Tarso Genro – Nós não estamos nesse período. Aliás, da nossa parte nós queremos que seja tratado em separado. Porque a política geral da União com os Estados ela vai nos abarcar independentemente de qualquer coisa. E essa dívida é uma dívida particular que favorece o Estado e que terá grande importância na nossa capacidade de investimento. É provável que ainda durante o mês de outubro nós resolvamos essa questão.
Sul21 – É uma das expectativas na próxima visita da presidenta Dilma Rousseff?
Tarso Genro – Não, a presidenta vem tratar da questão do metrô e da implementação desse plano contra a miséria, que aqui tem o nome de “RS Mais Igual”. São duas questões muito importantes para o Estado, nas quais o governo tem um papel importante na aplicação desse programa e também nos investimentos que serão feitos pro metrô.
Sul21 – Na condição de ex-ministro da Justiça, como o senhor se posiciona neste debate sobre o controle do judiciário, a partir da tentativa de diminuir o poder de fiscalização do Conselho Nacional de Justiça (CNJ) e da declaração da ministra Eliana Calmon, de que existem “bandidos de toga”?
Tarso Genro – A relação com o Judiciário é sempre tensa, porque o chefe do Executivo tem que saber que quem decide todas as controvérsias jurídicas é o próprio Judiciário. E ninguém decide sobre o Judiciário. Então isso gera um certo desequilíbrio na relação entre os poderes, e uma cautela que os demais poderes têm que ter na relação com o poder Judiciário. Essa questão da ministra Eliana Calmon é pontual. Ela não fez uma acusação genérica, na minha opinião. Ela disse uma coisa que percorre todas as instituições, que todas elas têm problemas em comportamento ético e legal de seus membros e isso está sendo superestimado. Não teve ela, na minha opinião, a intenção de ofender o poder judiciário como um conjunto e nem generalizar essa observação.
Sul21 – O senhor concorda que o CNJ tem papel importante para combater a impunidade no Judiciário?
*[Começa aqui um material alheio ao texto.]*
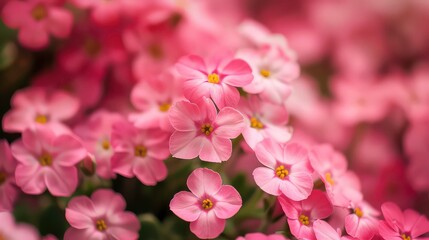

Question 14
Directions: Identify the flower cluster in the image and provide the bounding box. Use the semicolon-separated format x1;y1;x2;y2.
1;0;429;239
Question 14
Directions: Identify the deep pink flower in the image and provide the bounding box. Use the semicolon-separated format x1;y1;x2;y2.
11;126;87;196
111;120;170;185
253;139;313;200
170;168;242;239
176;54;253;108
0;212;40;240
279;190;333;240
64;189;140;240
344;201;379;239
1;0;73;49
2;87;80;134
238;95;292;150
169;98;245;163
379;202;429;240
0;140;19;211
236;233;289;240
74;110;123;179
313;220;357;240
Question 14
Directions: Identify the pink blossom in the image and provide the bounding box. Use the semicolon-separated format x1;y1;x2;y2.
74;110;123;179
2;87;80;134
238;95;292;150
236;232;289;240
111;120;170;185
0;212;40;240
70;0;127;25
175;54;253;108
253;139;313;200
313;220;357;240
10;126;87;196
1;0;73;49
344;201;380;239
64;189;140;240
379;202;429;240
279;190;333;240
0;140;19;211
169;98;245;163
170;168;242;239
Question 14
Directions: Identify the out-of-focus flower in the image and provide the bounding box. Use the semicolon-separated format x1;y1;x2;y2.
170;168;242;239
1;0;73;49
111;120;170;185
0;140;19;211
279;190;333;240
11;127;87;196
379;202;429;240
176;54;253;108
64;189;140;240
169;98;245;163
236;232;289;240
0;212;40;240
253;139;313;201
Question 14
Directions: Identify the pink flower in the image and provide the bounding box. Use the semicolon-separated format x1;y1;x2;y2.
11;126;87;196
344;201;380;239
236;233;289;240
175;54;253;108
1;0;73;49
74;110;123;179
111;120;170;185
169;98;245;163
238;95;292;150
64;189;140;240
279;190;333;240
0;140;19;211
0;212;40;240
379;202;429;240
170;168;242;239
313;220;357;240
2;87;80;134
252;139;313;200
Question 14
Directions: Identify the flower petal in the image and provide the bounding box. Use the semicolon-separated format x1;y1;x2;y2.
214;107;245;139
170;191;201;222
187;168;222;198
213;185;242;219
190;211;225;239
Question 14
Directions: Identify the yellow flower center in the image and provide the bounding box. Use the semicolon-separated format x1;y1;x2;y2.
159;103;171;112
299;214;310;226
0;172;7;185
39;152;53;166
101;139;110;150
201;123;214;136
134;145;147;158
95;219;107;231
325;172;335;185
202;198;213;210
260;69;271;78
35;114;48;124
275;165;289;179
401;234;411;240
354;207;363;218
250;117;264;129
207;73;220;84
84;39;101;57
32;4;48;21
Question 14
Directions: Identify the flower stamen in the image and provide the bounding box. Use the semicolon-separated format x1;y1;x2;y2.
134;145;147;158
260;69;271;78
401;233;411;240
275;165;289;179
32;4;48;21
0;172;7;185
101;139;110;150
35;114;48;124
354;207;363;218
202;198;213;210
325;172;335;185
201;123;214;136
95;219;107;232
207;73;220;84
159;103;171;112
39;152;53;166
250;117;264;129
299;214;310;226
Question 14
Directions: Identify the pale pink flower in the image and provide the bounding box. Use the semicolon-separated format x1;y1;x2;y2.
238;95;292;150
64;189;140;240
344;201;380;239
309;144;363;207
11;126;87;196
111;120;170;185
0;212;40;240
1;0;73;49
170;168;242;239
313;220;357;240
236;233;289;240
237;46;300;104
0;140;19;211
252;139;313;200
2;87;80;134
169;98;245;163
279;190;333;240
379;202;429;240
74;110;123;179
175;54;253;108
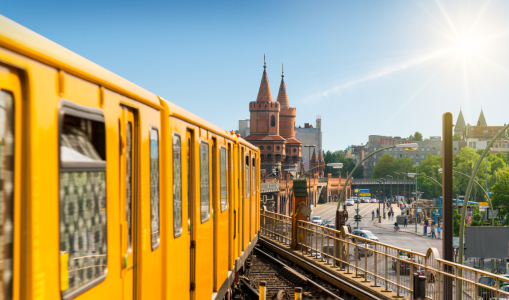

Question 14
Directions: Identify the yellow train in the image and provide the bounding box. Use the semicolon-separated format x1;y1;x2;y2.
0;15;260;300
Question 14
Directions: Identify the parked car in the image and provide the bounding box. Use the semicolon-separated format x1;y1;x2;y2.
346;199;354;206
369;199;377;203
351;197;359;203
324;220;334;226
311;216;323;225
351;229;379;242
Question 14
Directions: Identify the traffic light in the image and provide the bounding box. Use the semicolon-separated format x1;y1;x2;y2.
406;208;409;216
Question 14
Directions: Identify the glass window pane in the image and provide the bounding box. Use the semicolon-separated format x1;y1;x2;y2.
150;129;160;249
245;156;249;197
200;142;210;222
173;135;182;237
252;158;255;196
220;148;227;212
60;171;107;295
126;122;132;252
0;90;14;299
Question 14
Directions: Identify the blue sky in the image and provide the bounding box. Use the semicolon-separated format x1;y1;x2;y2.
4;0;509;151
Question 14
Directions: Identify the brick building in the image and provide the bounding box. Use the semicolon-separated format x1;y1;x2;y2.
245;60;302;174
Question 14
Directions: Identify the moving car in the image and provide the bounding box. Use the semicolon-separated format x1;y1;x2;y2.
346;199;354;206
351;197;359;203
311;216;323;225
351;229;379;242
369;199;377;203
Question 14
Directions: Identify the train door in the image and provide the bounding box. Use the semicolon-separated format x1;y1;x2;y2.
0;65;20;300
119;106;137;300
186;130;196;299
212;138;217;291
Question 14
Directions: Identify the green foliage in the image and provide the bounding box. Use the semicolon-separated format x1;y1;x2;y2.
408;132;423;141
491;172;509;226
370;154;414;179
416;154;443;199
323;150;364;178
453;134;462;141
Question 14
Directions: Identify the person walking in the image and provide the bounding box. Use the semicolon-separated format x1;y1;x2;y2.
376;208;380;218
404;216;408;227
437;226;441;239
424;224;427;236
431;225;436;238
372;211;375;220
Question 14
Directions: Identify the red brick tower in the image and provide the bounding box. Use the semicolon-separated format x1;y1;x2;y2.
245;56;286;172
318;151;325;177
277;64;302;171
310;149;319;175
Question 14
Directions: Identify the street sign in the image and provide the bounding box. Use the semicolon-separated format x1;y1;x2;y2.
484;195;487;199
415;212;418;216
479;202;489;206
359;193;371;197
417;207;422;213
355;209;360;214
355;189;359;193
453;237;459;248
359;189;369;193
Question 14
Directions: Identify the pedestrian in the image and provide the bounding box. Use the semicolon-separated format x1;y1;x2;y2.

Tarso Genro – O CNJ tem um papel muito importante e tem cumprido funções muito relevantes. Deveria ser mantido esse poder que eles vêm desempenhado até agora.
Sul21 – Nas eleições municipais de Porto Alegre, o discurso do PT tem sido o de defender a candidatura própria, mas levando em conta a aliança estadual e nacional. Há dois nomes colocados, o do prefeito José Fortunati (PDT) e o da deputada Manuela D’Ávila (PCdoB). A candidatura própria seria uma forma de o PT não se indispor com essas duas forças que dão sustentação para o seu governo?
Tarso Genro – Eu defendo internamente que a nossa estratégia deva ser ter um candidato e sentar na mesa com nossos aliados preferenciais, para ver qual é a melhor possibilidade. Nós somos o maior partido do Estado, governamos o Estado, temos uma experiência de gestão pública na prefeitura de Porto Alegre. Nós devemos sim escolher o nosso candidato, o mais breve possível. E dizer principalmente ao PSB e ao PCdoB que sentem conosco e construir a unidade da esquerda. Quanto à hipótese do Fortunati, ela me parece cada vez mais distante. Não pelo Fortunati como pessoa ou quadro político e nem pelo PDT, que é nosso aliado aqui no governo, mas é que o Fortunati já definiu como aliados preferenciais os nossos adversários estratégicos no Estado. Que são PSDB e PMDB, que aqui são aliados do déficit zero, da Yeda e da direita conservadora que criou o caldo de cultura do antipetismo, que felizmente já foi derrotado.